ESPN.com's Michael Rothstein published a story last Friday about Detroit Lions wide receiver Ryan Broyles, highlighting the player's steadfast approach toward long-term financial security.
Rothstein's piece focuses on the figure of $60,000—a mark Broyles notes as his "give or take" annual expenditure target for lodging, food, entertainment and living expenses for him, his wife and newborn.
For many, it's not exactly a "roughing it" figure. But for a professional football player on a four-year, $3.6 million contract ($1.42 million guaranteed), it's living well within his means.
"I studied as much as I could," Broyles told Rothstein, explaining how an NFL rookie symposium made him think about his financial future. "Talked to people wealthier than me, smarter than me. So that definitely helps."

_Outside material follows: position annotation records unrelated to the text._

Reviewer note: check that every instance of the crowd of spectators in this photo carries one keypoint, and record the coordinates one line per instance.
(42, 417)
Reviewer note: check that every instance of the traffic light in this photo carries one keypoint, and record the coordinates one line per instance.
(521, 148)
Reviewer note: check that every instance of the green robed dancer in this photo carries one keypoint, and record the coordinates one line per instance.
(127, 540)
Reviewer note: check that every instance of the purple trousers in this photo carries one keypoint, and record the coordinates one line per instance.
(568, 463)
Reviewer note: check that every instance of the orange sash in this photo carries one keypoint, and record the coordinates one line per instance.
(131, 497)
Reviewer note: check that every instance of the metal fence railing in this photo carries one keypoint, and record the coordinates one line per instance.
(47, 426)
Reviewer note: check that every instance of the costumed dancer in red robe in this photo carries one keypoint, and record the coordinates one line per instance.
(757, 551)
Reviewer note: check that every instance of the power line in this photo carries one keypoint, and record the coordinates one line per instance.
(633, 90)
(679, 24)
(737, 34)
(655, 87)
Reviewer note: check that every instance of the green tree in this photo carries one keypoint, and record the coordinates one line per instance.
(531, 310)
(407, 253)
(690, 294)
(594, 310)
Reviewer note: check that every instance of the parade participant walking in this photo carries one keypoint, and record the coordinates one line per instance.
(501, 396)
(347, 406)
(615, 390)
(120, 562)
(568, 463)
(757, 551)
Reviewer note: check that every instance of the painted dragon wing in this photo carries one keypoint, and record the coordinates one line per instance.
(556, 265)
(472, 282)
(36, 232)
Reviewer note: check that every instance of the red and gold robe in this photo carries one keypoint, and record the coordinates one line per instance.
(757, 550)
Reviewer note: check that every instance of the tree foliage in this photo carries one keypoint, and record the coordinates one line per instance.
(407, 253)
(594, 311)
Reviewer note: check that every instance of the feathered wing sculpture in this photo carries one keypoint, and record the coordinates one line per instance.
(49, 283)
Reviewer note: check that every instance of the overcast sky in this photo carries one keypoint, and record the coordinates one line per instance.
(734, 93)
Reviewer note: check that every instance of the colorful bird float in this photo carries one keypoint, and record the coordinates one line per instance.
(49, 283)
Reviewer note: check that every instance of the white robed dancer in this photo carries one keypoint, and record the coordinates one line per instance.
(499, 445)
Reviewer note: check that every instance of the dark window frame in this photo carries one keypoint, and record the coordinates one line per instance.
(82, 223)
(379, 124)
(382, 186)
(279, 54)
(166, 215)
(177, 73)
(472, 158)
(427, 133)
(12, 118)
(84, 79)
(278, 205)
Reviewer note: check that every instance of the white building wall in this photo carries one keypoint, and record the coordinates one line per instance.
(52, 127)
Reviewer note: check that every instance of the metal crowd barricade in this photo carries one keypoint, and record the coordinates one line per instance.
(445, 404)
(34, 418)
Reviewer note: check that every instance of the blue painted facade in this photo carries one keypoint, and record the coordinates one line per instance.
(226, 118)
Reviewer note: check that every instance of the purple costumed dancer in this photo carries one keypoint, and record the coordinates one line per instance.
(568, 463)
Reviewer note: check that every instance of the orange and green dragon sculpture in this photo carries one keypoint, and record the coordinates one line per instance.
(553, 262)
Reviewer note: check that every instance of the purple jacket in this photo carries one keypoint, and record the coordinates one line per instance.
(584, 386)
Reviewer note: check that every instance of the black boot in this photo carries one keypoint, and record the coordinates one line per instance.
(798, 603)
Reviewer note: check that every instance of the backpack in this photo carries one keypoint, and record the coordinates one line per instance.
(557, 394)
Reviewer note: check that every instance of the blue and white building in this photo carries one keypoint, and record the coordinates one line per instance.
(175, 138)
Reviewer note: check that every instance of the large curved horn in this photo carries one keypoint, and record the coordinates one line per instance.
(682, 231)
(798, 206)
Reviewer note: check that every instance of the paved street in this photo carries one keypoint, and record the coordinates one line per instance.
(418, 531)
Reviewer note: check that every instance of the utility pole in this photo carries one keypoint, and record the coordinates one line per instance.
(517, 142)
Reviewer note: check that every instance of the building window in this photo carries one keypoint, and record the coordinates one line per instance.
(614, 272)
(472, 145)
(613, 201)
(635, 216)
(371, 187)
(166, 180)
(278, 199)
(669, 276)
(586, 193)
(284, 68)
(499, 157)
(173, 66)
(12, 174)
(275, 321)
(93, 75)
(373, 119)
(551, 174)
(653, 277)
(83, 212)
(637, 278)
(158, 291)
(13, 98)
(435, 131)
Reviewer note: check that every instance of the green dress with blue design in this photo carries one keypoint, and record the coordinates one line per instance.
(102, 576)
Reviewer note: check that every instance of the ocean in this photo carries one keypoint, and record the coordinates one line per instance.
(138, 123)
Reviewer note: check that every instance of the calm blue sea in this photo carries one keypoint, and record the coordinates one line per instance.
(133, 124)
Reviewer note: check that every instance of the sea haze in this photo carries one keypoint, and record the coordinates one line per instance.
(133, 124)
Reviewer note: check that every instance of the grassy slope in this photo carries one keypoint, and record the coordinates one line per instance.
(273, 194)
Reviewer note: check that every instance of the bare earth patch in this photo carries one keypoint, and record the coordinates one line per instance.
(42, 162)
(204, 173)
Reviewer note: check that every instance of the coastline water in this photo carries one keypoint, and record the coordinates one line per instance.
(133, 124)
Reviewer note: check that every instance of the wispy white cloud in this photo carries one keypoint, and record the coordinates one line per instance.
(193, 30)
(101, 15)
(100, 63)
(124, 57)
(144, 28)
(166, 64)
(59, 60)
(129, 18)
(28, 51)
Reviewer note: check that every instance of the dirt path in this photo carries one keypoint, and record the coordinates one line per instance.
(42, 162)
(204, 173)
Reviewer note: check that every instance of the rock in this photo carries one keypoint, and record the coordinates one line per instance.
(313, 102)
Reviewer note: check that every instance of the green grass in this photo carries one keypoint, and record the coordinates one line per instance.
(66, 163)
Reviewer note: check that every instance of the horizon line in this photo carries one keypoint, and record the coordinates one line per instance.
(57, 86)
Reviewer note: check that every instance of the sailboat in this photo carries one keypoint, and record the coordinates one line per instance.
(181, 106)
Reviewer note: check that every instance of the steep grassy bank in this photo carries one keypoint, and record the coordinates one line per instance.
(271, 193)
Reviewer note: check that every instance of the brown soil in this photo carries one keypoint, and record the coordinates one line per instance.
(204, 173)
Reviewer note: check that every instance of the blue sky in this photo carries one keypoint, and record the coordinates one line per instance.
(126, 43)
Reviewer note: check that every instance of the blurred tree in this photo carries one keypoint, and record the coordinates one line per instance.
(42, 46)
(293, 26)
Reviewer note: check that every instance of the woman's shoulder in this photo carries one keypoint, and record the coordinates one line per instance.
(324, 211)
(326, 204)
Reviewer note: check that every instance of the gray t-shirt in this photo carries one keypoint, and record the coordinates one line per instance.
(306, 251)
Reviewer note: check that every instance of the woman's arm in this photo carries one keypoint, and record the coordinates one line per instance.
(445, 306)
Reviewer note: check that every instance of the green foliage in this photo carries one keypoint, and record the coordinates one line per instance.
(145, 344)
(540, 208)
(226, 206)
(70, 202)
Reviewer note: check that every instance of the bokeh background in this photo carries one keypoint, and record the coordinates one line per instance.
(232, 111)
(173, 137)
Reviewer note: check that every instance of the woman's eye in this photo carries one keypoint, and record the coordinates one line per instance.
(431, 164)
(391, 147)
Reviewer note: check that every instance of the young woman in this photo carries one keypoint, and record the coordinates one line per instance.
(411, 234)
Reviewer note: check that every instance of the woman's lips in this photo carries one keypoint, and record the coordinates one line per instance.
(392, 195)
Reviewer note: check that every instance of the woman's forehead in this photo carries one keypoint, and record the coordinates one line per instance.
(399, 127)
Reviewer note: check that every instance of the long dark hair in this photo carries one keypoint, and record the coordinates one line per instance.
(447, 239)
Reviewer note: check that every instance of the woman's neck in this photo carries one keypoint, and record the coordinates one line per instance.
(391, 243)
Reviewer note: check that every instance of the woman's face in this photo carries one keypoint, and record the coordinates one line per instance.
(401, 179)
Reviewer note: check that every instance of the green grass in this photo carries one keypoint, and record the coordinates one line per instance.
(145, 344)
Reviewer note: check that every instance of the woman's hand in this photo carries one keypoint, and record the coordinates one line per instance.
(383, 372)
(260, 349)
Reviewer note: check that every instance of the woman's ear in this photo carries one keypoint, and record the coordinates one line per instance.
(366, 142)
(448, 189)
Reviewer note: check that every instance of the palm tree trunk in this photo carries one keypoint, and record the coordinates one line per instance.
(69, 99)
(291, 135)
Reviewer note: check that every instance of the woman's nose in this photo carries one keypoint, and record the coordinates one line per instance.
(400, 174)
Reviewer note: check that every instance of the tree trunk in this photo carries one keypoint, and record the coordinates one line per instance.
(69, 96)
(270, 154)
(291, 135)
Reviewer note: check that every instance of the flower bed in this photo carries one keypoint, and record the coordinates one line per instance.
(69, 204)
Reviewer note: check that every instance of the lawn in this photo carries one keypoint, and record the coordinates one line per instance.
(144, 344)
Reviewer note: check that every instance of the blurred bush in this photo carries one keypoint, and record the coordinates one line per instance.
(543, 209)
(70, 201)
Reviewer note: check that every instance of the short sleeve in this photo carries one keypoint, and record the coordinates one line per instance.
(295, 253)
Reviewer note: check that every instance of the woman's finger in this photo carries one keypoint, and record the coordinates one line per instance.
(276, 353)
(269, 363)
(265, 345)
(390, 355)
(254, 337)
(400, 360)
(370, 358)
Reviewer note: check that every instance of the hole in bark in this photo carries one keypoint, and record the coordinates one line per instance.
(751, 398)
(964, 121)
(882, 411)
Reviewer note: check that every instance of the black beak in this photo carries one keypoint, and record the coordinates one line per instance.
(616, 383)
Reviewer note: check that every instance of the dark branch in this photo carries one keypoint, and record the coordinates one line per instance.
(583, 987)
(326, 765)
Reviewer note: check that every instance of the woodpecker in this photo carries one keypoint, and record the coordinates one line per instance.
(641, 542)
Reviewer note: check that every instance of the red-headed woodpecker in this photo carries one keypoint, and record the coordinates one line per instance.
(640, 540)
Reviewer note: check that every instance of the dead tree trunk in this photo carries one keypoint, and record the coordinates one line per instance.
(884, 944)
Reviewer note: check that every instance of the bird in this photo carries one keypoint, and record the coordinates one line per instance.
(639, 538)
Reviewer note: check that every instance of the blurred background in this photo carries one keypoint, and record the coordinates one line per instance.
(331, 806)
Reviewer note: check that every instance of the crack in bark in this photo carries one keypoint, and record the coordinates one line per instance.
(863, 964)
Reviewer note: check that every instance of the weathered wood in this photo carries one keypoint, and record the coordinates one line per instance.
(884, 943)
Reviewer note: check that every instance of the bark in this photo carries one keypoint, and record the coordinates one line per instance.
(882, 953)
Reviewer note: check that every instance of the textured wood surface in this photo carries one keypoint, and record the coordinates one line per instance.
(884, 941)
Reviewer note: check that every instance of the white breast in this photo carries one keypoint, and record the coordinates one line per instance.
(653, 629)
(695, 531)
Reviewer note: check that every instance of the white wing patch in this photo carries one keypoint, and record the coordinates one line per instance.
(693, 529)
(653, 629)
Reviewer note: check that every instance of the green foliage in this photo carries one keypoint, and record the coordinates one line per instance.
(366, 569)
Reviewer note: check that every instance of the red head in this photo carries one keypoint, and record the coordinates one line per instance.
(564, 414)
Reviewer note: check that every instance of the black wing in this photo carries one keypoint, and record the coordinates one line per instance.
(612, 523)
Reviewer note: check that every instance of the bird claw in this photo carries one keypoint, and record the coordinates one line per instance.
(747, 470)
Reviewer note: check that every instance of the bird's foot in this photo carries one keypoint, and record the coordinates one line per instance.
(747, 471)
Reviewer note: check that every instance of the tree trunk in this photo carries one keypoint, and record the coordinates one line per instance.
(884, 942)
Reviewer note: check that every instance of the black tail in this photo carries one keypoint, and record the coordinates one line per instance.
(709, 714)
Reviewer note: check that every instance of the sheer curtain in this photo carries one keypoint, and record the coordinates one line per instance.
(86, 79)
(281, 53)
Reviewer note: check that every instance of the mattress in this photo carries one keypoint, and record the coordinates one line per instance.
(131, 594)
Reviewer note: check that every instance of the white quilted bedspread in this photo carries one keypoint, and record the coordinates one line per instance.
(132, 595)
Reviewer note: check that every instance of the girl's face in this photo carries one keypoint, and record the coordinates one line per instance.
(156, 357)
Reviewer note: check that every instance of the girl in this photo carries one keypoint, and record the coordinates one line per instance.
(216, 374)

After plotting out a number that would let him live comfortably in the interim, Broyles began investing money and spending on things any other young, workaday father might. He and his wife drive Mazdas, and the Broyles still have the 2005 Chevy TrailBlazer he took to college.
"Then you know how much you can invest, how risky you can be," Broyles said. "When I was hitting the same budget over three, four, five months, it was all right. This is what your budget is and I had some spending money."
Broyles immersed himself in the financial world. In March, he went to Washington, D.C., with New Orleans running back Mark Ingram to speak to students about financial planning. He worked with VISA and the NFL on promoting a Financial Football video game in classrooms to help teach financial security and planning in both D.C. and his home state of Oklahoma.
Broyles' groundwork for life after football could come into play sooner rather than later, due to a series of injuries that have left him on the fringes of the game since the Lions drafted him in the second round in 2012.
The 27-year-old wideout suffered a torn left ACL in 2011 while at Oklahoma, a right ACL tear in 2012 and a ruptured Achilles tendon in 2013. Through three NFL seasons, he's played in 21 games and recorded 32 catches, notching just two grabs in 2014.
But as Broyles told the Detroit Free Press' Carlos Monarrez at training camp last week, he's ready to put health issues behind him and take the next step.
"I hate the health question," Broyles said. "I've gotten that so many years. I feel good where I am. I'm excited about this coming year... that I can play at this level."
No matter how it pans out, Broyles is more prepared than most non-marquee players for any contingencies that could beset his path.